You may not know that Franklin Grove has been chosen as a finalist for a national grant sponsored by the National Trust for Historic Preservation and American Express.

Partners in Preservation is a national effort to celebrate the contributions of women in their local communities, in honor of the 100th anniversary of the ratification of the 19th amendment given women the right to vote. This property’s history is a testament to those contributions.

Franklin Grove is a 5-acre sanctuary at the edge of historic downtown Franklin, hemmed in with a brick and wrought-iron fence that, for centuries, separated it from its neighbors in the 16-block business district.

The property had been mostly sequestered from the public for more than 200 years until February 2019, when the Heritage Foundation of Williamson County purchased it from Belmont University. The community feared the property would be sold for residential development because of its prime location within walking distance to downtown. So Heritage Foundation members rallied and within months had assembled the $6M required to buy the property with the goal of transforming it into a jewel the public could enjoy for decades to come.

Once they closed on the property, the Heritage Foundation, led by CEO Bari Beasley, began delving into its history to come up with a new name appropriate for its new vision as a destination for arts, preservation and education. For decades it had been known as the home of O’More College of Design, founded in 1967 by Mrs. Eloise Pitts O’More. After a successful career in interior design, O’More remembered that when she started out, there were no women architects, and interior design was thought of as “just decorating,” more of a hobby than a career. She wanted to change that.

O’More was continuing a tradition of female education on the property that extended back to the early 1800s, when newspapers advertised a “seminary for women at beautiful Franklin Grove.” The Hines family advertised in 1832 a seminary offering “Female Education including…Needle-work on Muslin, Canvas, Bolting…Tambour, Lace-work, Embroidery on Satin and Velvet, Drawing, Painting on Paper and Velvet [and] Music.”

The Rev. Canelm Hines and his wife Sarah began operating the school in 1832 and ran it until the Civil War came to Franklin. Just after the war, during Reconstruction, the Hines’ daughter Sallie Hines McNutt returned from Virginia to find a Freedmen’s Bureau school in her home, educating newly freed African Americans.

Upon discovering this history, the Heritage Foundation staff and board settled on the “new old” name Franklin Grove and are in the planning and design phase for the property.

You can help Franklin Grove win its share of $2M in grant funds toward the restoration of the property. Just go to

to vote. You can vote up to five times per day.

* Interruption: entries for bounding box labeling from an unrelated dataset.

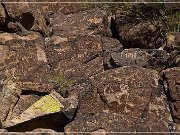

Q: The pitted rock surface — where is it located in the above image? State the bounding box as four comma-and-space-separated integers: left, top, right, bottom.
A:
105, 48, 169, 71
65, 67, 172, 132
116, 4, 166, 49
0, 33, 49, 82
52, 8, 111, 38
162, 67, 180, 123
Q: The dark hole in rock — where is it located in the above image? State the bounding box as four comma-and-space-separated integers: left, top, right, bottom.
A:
20, 12, 35, 30
6, 113, 69, 132
21, 90, 50, 96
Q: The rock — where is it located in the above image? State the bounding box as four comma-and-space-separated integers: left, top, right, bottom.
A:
102, 37, 123, 70
52, 8, 111, 38
30, 128, 64, 135
65, 66, 172, 132
168, 50, 180, 67
106, 48, 169, 71
46, 35, 103, 82
165, 32, 180, 52
162, 67, 180, 124
3, 93, 64, 128
116, 4, 166, 49
2, 0, 50, 36
0, 4, 6, 26
0, 32, 50, 82
36, 0, 95, 14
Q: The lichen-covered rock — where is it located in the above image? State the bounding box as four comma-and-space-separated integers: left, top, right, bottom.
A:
0, 32, 50, 82
46, 35, 103, 81
65, 67, 172, 132
2, 0, 50, 36
116, 4, 166, 49
52, 8, 111, 38
3, 93, 64, 127
162, 67, 180, 124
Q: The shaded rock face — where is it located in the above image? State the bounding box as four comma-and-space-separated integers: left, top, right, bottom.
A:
116, 4, 165, 49
0, 1, 50, 36
65, 67, 172, 132
0, 0, 180, 134
162, 67, 180, 123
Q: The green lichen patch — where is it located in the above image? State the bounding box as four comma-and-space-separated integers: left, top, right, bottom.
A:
33, 95, 62, 114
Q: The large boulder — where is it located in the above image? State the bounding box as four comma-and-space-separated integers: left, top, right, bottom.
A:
0, 32, 50, 82
65, 66, 172, 132
116, 4, 166, 49
106, 48, 169, 71
2, 0, 50, 36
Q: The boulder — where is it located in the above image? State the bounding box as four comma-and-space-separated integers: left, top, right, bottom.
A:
106, 48, 169, 71
2, 0, 50, 36
115, 4, 166, 49
162, 67, 180, 124
0, 32, 50, 82
165, 32, 180, 52
65, 66, 172, 132
0, 4, 6, 26
52, 8, 111, 38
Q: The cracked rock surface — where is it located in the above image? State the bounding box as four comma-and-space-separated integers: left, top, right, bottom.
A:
0, 0, 180, 135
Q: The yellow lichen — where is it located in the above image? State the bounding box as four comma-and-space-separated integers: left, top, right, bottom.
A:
33, 95, 62, 114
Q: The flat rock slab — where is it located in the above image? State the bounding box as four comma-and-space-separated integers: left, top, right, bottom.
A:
3, 91, 64, 128
66, 66, 172, 132
0, 32, 49, 82
52, 8, 111, 38
108, 48, 169, 71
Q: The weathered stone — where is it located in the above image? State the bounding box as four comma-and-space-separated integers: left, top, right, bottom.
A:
0, 4, 6, 26
165, 32, 180, 52
0, 33, 50, 82
162, 67, 180, 123
168, 50, 180, 67
46, 35, 103, 81
107, 49, 169, 71
116, 4, 165, 49
3, 93, 64, 128
4, 0, 50, 36
52, 8, 111, 38
65, 67, 172, 132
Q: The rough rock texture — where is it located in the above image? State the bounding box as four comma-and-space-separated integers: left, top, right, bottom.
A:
65, 67, 172, 132
104, 48, 169, 71
116, 4, 165, 49
52, 8, 111, 38
0, 4, 6, 26
162, 67, 180, 123
0, 0, 180, 135
1, 0, 50, 36
166, 32, 180, 52
0, 33, 49, 82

At the turn of the 20th century, Tennessee played a pivotal role in the passage of the 19th Amendment, which granted women the right to vote in 1920. By that summer, 35 of the 36 states necessary had ratified the amendment. Suffragists saw Tennessee as their last, best hope for ratification before the 1920 presidential election.

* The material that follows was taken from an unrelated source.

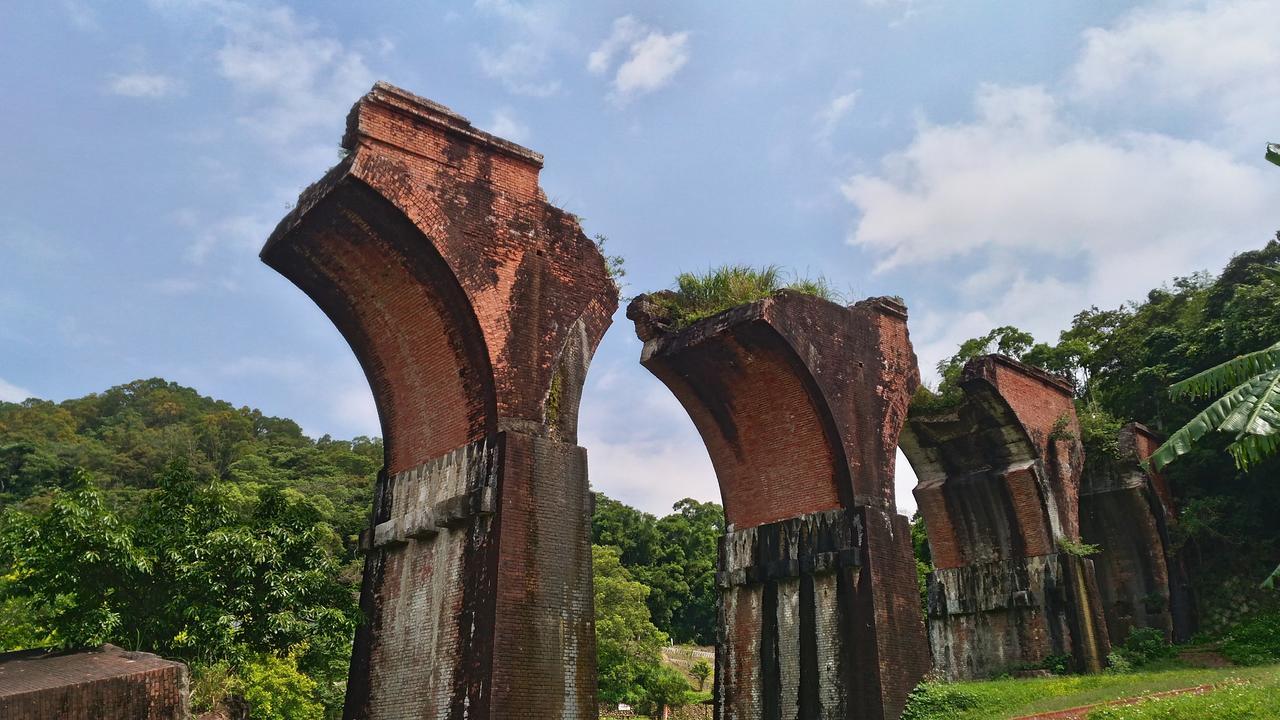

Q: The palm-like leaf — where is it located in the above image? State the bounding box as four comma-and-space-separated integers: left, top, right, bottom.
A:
1149, 361, 1280, 470
1169, 342, 1280, 398
1262, 565, 1280, 591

The most interesting detail of the 19th amendment’s ratification story in Tennessee is that a legislator’s mother seems to have had the most influence on the decision to vote in favor of ratification. Harry Burn, a 24-year-old legislator from East Tennessee, had cast the deciding vote in the contentious campaign after weeks of fierce lobbying on both sides. Until the final vote, Harry Burn had been strongly in the camp against ratification, at least until he received a note the morning of the final vote from his mother, which read in part, ““Dear Son, … Hurray and vote for Suffrage and don’t keep them in doubt. … I’ve been waiting to see how you stood but have not seen anything yet…. Don’t forget to be a good boy and help Mrs. Catt with her “Rats.” …. With lots of love, Mama.”

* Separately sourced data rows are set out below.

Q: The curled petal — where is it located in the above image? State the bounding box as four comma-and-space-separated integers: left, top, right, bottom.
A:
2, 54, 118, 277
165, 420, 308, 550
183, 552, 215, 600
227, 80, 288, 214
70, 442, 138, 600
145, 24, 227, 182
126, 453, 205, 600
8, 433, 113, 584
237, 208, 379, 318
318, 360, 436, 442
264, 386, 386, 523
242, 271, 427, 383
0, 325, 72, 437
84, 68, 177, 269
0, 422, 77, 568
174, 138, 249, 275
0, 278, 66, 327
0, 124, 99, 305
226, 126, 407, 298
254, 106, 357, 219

Burn’s mother was the widow of a farmer and a strong influence in her son’s life. This mirrors the motivation of Eloise Pitts O’More, who created a school for design from a large tract with not one but two 19th-century homes. She left her small hometown of Lewisburg, Tennessee, to study in New York and Paris, and opened O’More College of Design in downtown Franklin in 1967.

While the college and its design program have recently been acquired by another local university, the estate and its two historic homes at Franklin Grove will be restored for use as an event venue, art museum and gardens, entrepreneur incubator, and education center. The relocation of a Rosenwald school from Spring Hill, which was part of a nationwide program to educate rural African American children in the early 20th century, will enhance the educational offerings there, making it a multifaceted jewel in the middle of a thriving historic downtown and a testament to the influence of women in the education and preservation of our historic Franklin community.